Those were the days of formal dinners, ballroom dancing and the infamous Mrs. Bushnell, longtime dean of women known for her rigid rules and for “taking care of her girls.” Indeed, Totura recalled Bushnell requiring parental permission for her to accompany a suitor off campus.
“I didn’t have many dates,” she said. “It was too much trouble.” Still, everyone respected Bushnell, she said. “She scared us, but she kept us straight.”
With all the difference three quarters of a century makes, much of the pair’s Mary Washington experience matched up. They both spent freshman year in Virginia Hall – Totura in room 307, Belski just a few doors down in room 301. Both ate in Seacobeck (at least until dining moved to the University Center). Both ventured into Fredericksburg. Totura remembers watching Gone With the Wind at a downtown theater; Belski likes to hang out at coffee shops.

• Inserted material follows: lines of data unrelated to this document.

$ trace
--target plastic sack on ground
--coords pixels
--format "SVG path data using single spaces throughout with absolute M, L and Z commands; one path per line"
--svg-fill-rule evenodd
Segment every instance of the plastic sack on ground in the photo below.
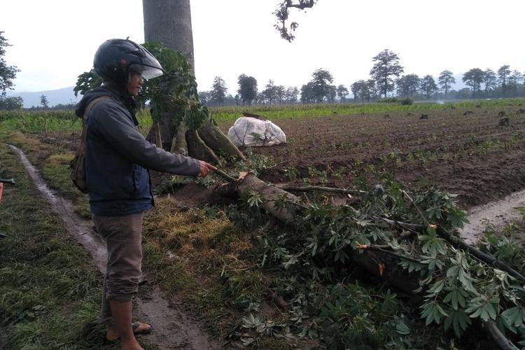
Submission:
M 228 138 L 237 146 L 273 146 L 286 143 L 286 135 L 270 120 L 241 117 L 228 130 Z

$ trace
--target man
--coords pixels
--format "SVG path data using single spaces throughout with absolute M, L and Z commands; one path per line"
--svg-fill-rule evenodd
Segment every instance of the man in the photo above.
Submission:
M 132 322 L 132 297 L 141 276 L 143 213 L 153 205 L 148 169 L 206 176 L 216 168 L 159 148 L 136 130 L 134 97 L 143 79 L 163 73 L 147 50 L 130 40 L 110 39 L 97 50 L 93 65 L 104 84 L 85 94 L 76 113 L 87 118 L 90 206 L 107 244 L 99 321 L 109 326 L 108 340 L 120 337 L 122 349 L 141 349 L 134 335 L 150 331 L 151 326 Z

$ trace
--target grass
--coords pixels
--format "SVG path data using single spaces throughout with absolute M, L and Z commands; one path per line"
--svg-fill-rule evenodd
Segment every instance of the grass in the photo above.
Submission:
M 454 105 L 470 108 L 484 103 L 503 106 L 510 102 L 476 101 Z M 224 122 L 234 120 L 242 111 L 273 119 L 329 115 L 334 111 L 358 114 L 442 108 L 449 106 L 355 104 L 253 109 L 225 107 L 212 108 L 212 112 L 218 121 Z M 87 252 L 68 236 L 49 204 L 40 199 L 17 157 L 4 144 L 22 148 L 31 163 L 41 169 L 50 187 L 75 202 L 78 212 L 89 217 L 86 196 L 76 190 L 69 178 L 73 153 L 40 142 L 33 133 L 42 132 L 41 122 L 30 127 L 31 122 L 26 120 L 26 132 L 22 133 L 17 129 L 21 124 L 13 122 L 13 118 L 0 114 L 0 177 L 17 180 L 15 186 L 5 186 L 4 202 L 0 204 L 0 232 L 7 234 L 0 239 L 0 326 L 4 328 L 0 347 L 118 349 L 118 344 L 102 343 L 104 330 L 93 323 L 100 304 L 99 274 L 90 265 Z M 150 125 L 147 113 L 141 114 L 140 118 L 141 123 Z M 50 135 L 55 132 L 78 133 L 79 129 L 69 128 L 71 123 L 68 120 L 69 123 L 48 121 Z M 242 318 L 259 307 L 254 303 L 264 299 L 264 282 L 269 278 L 252 259 L 257 247 L 251 234 L 235 225 L 223 209 L 183 209 L 168 199 L 158 201 L 147 213 L 144 237 L 145 269 L 164 290 L 188 302 L 186 307 L 202 318 L 210 332 L 218 339 L 229 340 L 248 332 L 243 328 Z M 279 316 L 273 321 L 278 322 Z M 290 348 L 286 340 L 271 336 L 258 338 L 252 346 Z
M 0 146 L 0 176 L 17 181 L 6 186 L 0 205 L 0 232 L 6 234 L 0 241 L 0 323 L 4 328 L 0 347 L 92 345 L 80 330 L 97 318 L 100 276 L 89 254 L 37 192 L 16 155 L 5 145 Z

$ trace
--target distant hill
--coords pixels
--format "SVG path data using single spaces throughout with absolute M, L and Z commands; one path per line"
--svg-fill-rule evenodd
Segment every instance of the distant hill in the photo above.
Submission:
M 73 86 L 70 86 L 58 90 L 31 92 L 18 91 L 6 91 L 6 92 L 9 97 L 22 97 L 22 99 L 24 100 L 24 108 L 40 106 L 40 97 L 43 94 L 47 97 L 48 106 L 52 107 L 57 104 L 76 104 L 79 102 L 82 95 L 78 94 L 78 97 L 75 97 L 73 88 Z

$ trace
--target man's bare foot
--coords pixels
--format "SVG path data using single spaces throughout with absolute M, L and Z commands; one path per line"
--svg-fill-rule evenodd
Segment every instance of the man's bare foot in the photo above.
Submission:
M 132 327 L 133 328 L 133 334 L 134 334 L 135 335 L 138 334 L 149 333 L 153 329 L 151 325 L 139 321 L 134 322 L 132 324 Z M 120 337 L 120 335 L 118 334 L 118 331 L 117 330 L 116 327 L 115 327 L 114 326 L 110 326 L 109 328 L 108 329 L 108 332 L 106 333 L 106 339 L 107 339 L 110 342 L 114 342 Z

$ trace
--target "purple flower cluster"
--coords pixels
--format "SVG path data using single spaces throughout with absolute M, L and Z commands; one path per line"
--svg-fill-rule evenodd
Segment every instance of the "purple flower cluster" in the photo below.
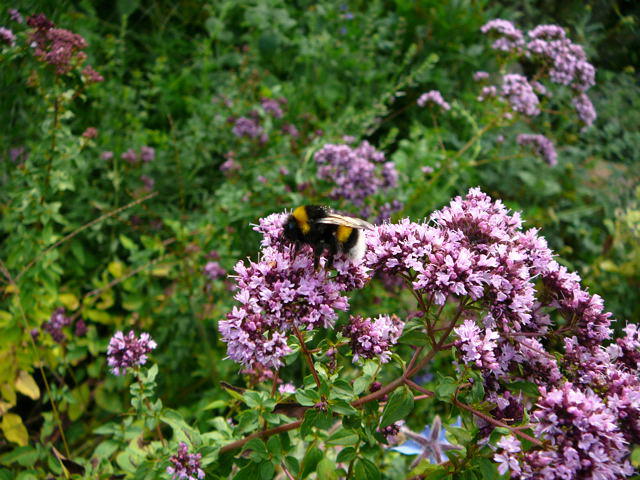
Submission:
M 13 47 L 16 44 L 16 36 L 6 27 L 0 27 L 0 43 Z
M 87 59 L 83 51 L 87 48 L 85 39 L 64 28 L 55 28 L 44 14 L 27 18 L 27 25 L 34 29 L 29 40 L 36 58 L 55 67 L 56 74 L 69 73 Z
M 367 269 L 345 256 L 334 262 L 335 274 L 315 271 L 311 247 L 296 248 L 284 242 L 286 214 L 260 219 L 255 228 L 263 235 L 257 262 L 238 262 L 236 272 L 240 305 L 233 307 L 219 323 L 229 357 L 245 366 L 260 363 L 278 368 L 291 349 L 287 335 L 293 326 L 300 329 L 327 328 L 337 318 L 336 311 L 349 306 L 344 292 L 362 288 Z M 325 259 L 321 259 L 324 266 Z
M 557 25 L 539 25 L 527 33 L 530 38 L 528 42 L 524 41 L 522 32 L 507 20 L 491 20 L 481 31 L 492 31 L 499 36 L 493 44 L 494 49 L 514 52 L 533 62 L 538 67 L 537 76 L 548 75 L 551 82 L 571 87 L 574 91 L 572 102 L 578 117 L 587 127 L 593 124 L 596 111 L 586 91 L 595 85 L 595 68 L 587 61 L 584 49 L 567 38 L 563 28 Z M 474 75 L 474 79 L 487 78 L 479 75 L 483 73 L 477 72 L 478 76 L 476 78 Z M 509 100 L 515 111 L 529 116 L 540 113 L 539 101 L 534 91 L 547 95 L 546 87 L 537 81 L 529 84 L 522 75 L 505 75 L 502 95 Z M 479 100 L 492 96 L 491 93 L 492 90 L 485 87 Z
M 532 146 L 537 155 L 552 167 L 558 164 L 558 154 L 551 140 L 544 135 L 522 133 L 516 137 L 519 145 Z
M 502 78 L 500 94 L 507 99 L 516 112 L 530 117 L 540 114 L 540 100 L 526 77 L 517 73 L 505 75 Z
M 258 120 L 249 117 L 237 118 L 231 131 L 236 137 L 260 138 L 264 134 Z
M 484 24 L 480 31 L 497 35 L 498 38 L 491 45 L 495 50 L 520 52 L 524 46 L 524 35 L 508 20 L 496 18 Z
M 178 453 L 169 458 L 171 465 L 167 467 L 167 473 L 173 480 L 202 480 L 205 475 L 200 467 L 201 458 L 202 454 L 189 453 L 188 445 L 180 442 Z
M 138 161 L 142 160 L 144 163 L 152 162 L 156 157 L 156 150 L 153 147 L 143 146 L 140 148 L 140 153 L 136 152 L 133 148 L 130 148 L 120 158 L 125 160 L 131 165 L 135 165 Z
M 442 94 L 438 90 L 430 90 L 426 93 L 423 93 L 418 97 L 416 101 L 419 107 L 424 107 L 427 103 L 433 103 L 434 105 L 438 105 L 443 110 L 451 110 L 451 105 L 449 105 L 444 98 L 442 98 Z
M 42 328 L 55 342 L 62 343 L 66 338 L 62 328 L 68 325 L 71 325 L 71 318 L 67 317 L 64 307 L 60 307 L 51 314 L 51 318 L 42 325 Z
M 526 479 L 629 475 L 628 445 L 640 440 L 637 327 L 627 326 L 625 337 L 603 347 L 611 318 L 602 299 L 553 260 L 535 229 L 522 230 L 517 213 L 478 189 L 431 220 L 375 227 L 366 262 L 378 273 L 413 279 L 427 304 L 474 301 L 479 310 L 464 312 L 455 345 L 460 361 L 482 372 L 494 418 L 523 418 L 523 399 L 502 382 L 540 388 L 531 426 L 547 443 L 523 453 L 515 441 L 502 441 L 495 457 L 501 471 Z M 553 325 L 551 312 L 564 319 L 562 327 Z M 561 360 L 546 351 L 552 328 L 570 335 Z M 481 427 L 486 434 L 491 429 Z
M 362 207 L 364 200 L 380 190 L 398 183 L 393 162 L 385 161 L 384 153 L 364 141 L 357 148 L 327 144 L 316 152 L 318 176 L 335 186 L 331 198 L 344 198 Z
M 570 382 L 550 390 L 542 387 L 531 417 L 537 438 L 552 448 L 523 453 L 514 438 L 501 441 L 496 461 L 512 478 L 614 480 L 633 474 L 625 458 L 629 449 L 615 416 L 592 391 Z
M 207 262 L 204 266 L 204 274 L 209 277 L 210 280 L 218 280 L 226 276 L 227 272 L 218 262 Z
M 148 333 L 142 333 L 138 338 L 133 330 L 126 336 L 116 332 L 109 340 L 107 364 L 114 375 L 125 375 L 127 369 L 144 365 L 147 355 L 157 346 Z
M 576 109 L 576 113 L 578 114 L 578 118 L 582 120 L 582 123 L 585 124 L 586 127 L 590 127 L 593 125 L 597 114 L 596 109 L 591 103 L 591 99 L 587 96 L 586 93 L 579 93 L 573 100 L 571 100 L 573 106 Z
M 529 31 L 529 54 L 547 62 L 549 77 L 554 83 L 571 85 L 585 92 L 595 85 L 595 68 L 587 62 L 584 49 L 567 38 L 557 25 L 539 25 Z
M 354 362 L 378 357 L 381 363 L 387 363 L 403 328 L 404 323 L 396 315 L 380 315 L 376 319 L 352 315 L 343 334 L 350 339 Z
M 260 104 L 265 112 L 273 115 L 275 118 L 282 118 L 284 115 L 282 112 L 282 108 L 280 108 L 281 102 L 286 102 L 285 99 L 280 99 L 280 101 L 275 100 L 273 98 L 263 98 L 260 100 Z

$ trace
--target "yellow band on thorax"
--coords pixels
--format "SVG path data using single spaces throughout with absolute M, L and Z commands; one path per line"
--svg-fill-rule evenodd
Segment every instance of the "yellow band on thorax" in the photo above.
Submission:
M 302 233 L 307 234 L 309 230 L 311 230 L 311 225 L 309 225 L 309 215 L 307 215 L 307 209 L 304 207 L 296 208 L 293 213 L 293 218 L 298 222 L 298 226 Z
M 353 232 L 353 228 L 346 227 L 344 225 L 338 225 L 338 230 L 336 230 L 336 239 L 340 243 L 345 243 L 347 240 L 349 240 L 351 232 Z

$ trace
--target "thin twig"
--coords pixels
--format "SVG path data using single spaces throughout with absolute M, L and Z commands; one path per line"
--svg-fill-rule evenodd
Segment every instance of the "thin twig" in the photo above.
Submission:
M 33 267 L 37 262 L 39 262 L 45 255 L 47 255 L 49 252 L 51 252 L 51 250 L 55 250 L 56 248 L 58 248 L 63 243 L 71 240 L 73 237 L 78 235 L 80 232 L 83 232 L 87 228 L 90 228 L 90 227 L 94 226 L 95 224 L 100 223 L 103 220 L 106 220 L 109 217 L 117 215 L 118 213 L 122 212 L 123 210 L 126 210 L 126 209 L 131 208 L 131 207 L 135 207 L 136 205 L 138 205 L 138 204 L 140 204 L 142 202 L 145 202 L 145 201 L 149 200 L 150 198 L 155 197 L 156 195 L 158 195 L 158 192 L 151 192 L 150 194 L 145 195 L 144 197 L 138 198 L 137 200 L 134 200 L 133 202 L 128 203 L 123 207 L 116 208 L 115 210 L 107 212 L 104 215 L 99 216 L 95 220 L 92 220 L 89 223 L 86 223 L 85 225 L 81 226 L 80 228 L 74 230 L 73 232 L 71 232 L 66 237 L 63 237 L 62 239 L 58 240 L 56 243 L 54 243 L 50 247 L 47 247 L 44 251 L 42 251 L 39 255 L 37 255 L 33 260 L 31 260 L 27 264 L 27 266 L 24 267 L 22 269 L 22 271 L 18 274 L 18 276 L 16 277 L 15 281 L 18 282 L 20 280 L 20 278 L 31 269 L 31 267 Z

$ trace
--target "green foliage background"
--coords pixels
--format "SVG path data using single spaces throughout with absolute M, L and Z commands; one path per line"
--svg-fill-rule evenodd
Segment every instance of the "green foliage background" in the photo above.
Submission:
M 116 330 L 149 331 L 157 341 L 160 373 L 149 381 L 180 422 L 222 428 L 212 425 L 214 413 L 233 412 L 219 382 L 243 385 L 246 378 L 224 359 L 216 325 L 233 293 L 230 281 L 203 275 L 207 254 L 215 250 L 231 271 L 255 257 L 259 236 L 251 224 L 258 218 L 313 202 L 349 211 L 328 199 L 330 185 L 317 180 L 312 162 L 318 148 L 344 135 L 368 140 L 399 170 L 398 189 L 374 207 L 397 198 L 405 207 L 394 218 L 418 219 L 480 186 L 541 228 L 620 326 L 639 318 L 640 16 L 632 1 L 12 7 L 44 12 L 81 34 L 88 62 L 105 81 L 80 91 L 77 78 L 56 79 L 28 49 L 0 56 L 0 411 L 22 425 L 3 420 L 0 478 L 59 473 L 46 446 L 60 440 L 57 425 L 74 458 L 97 459 L 104 475 L 131 468 L 117 452 L 134 434 L 115 427 L 129 404 L 127 382 L 107 373 L 104 355 Z M 554 168 L 515 144 L 525 122 L 481 133 L 465 150 L 495 117 L 475 101 L 472 80 L 477 70 L 499 67 L 479 33 L 492 18 L 522 29 L 567 27 L 598 69 L 590 91 L 594 127 L 581 132 L 566 115 L 541 120 L 558 147 Z M 11 26 L 4 8 L 2 24 Z M 415 106 L 431 89 L 455 104 L 451 116 L 434 122 Z M 285 118 L 265 117 L 264 144 L 236 138 L 228 117 L 246 115 L 263 97 L 286 98 Z M 284 123 L 300 136 L 283 134 Z M 88 127 L 97 128 L 96 139 L 81 136 Z M 155 148 L 153 162 L 132 166 L 120 158 L 144 145 Z M 16 163 L 9 152 L 20 146 L 28 159 Z M 104 151 L 114 153 L 112 161 L 100 158 Z M 224 173 L 229 151 L 241 169 Z M 422 166 L 435 173 L 425 176 Z M 144 190 L 143 174 L 155 180 L 153 193 Z M 381 306 L 402 314 L 409 303 L 377 282 L 353 301 L 362 314 Z M 41 332 L 32 342 L 30 331 L 60 306 L 85 319 L 87 335 L 69 330 L 56 344 Z M 283 376 L 302 373 L 295 363 Z M 389 468 L 394 476 L 399 467 Z

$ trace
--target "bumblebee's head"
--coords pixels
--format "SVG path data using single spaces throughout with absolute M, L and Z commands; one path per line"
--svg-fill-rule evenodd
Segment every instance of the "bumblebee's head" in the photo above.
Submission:
M 284 223 L 284 238 L 290 242 L 299 242 L 303 238 L 302 230 L 293 215 L 289 215 L 287 221 Z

A basketball player, Totura is listed in Battlefield yearbooks as her sophomore class secretary and president of Future Executives. Belski played in UMW’s Philharmonic Orchestra, joined club field hockey and traveled overseas with Students Helping Honduras.
They’ve enjoyed their playful devil/goat rivalry – Totura’s a devil, Belski’s a goat – and their shared time on campus. Totura has been at Belski’s side for Family Weekends and Legacy Breakfasts. And for this morning’s festivities, where she held tight to Belski’s commencement brochure. Hers is at home in a scrapbook.
That class ring she turned had been hers, as well. She presented it to Belski at last year’s Junior Ring Ceremony.
There were tears in her eyes today as she slipped it around her great-granddaughter’s finger at the edge of Virginia Hall, where both women’s undergraduate journey began.
Another Mary Washington story come full circle.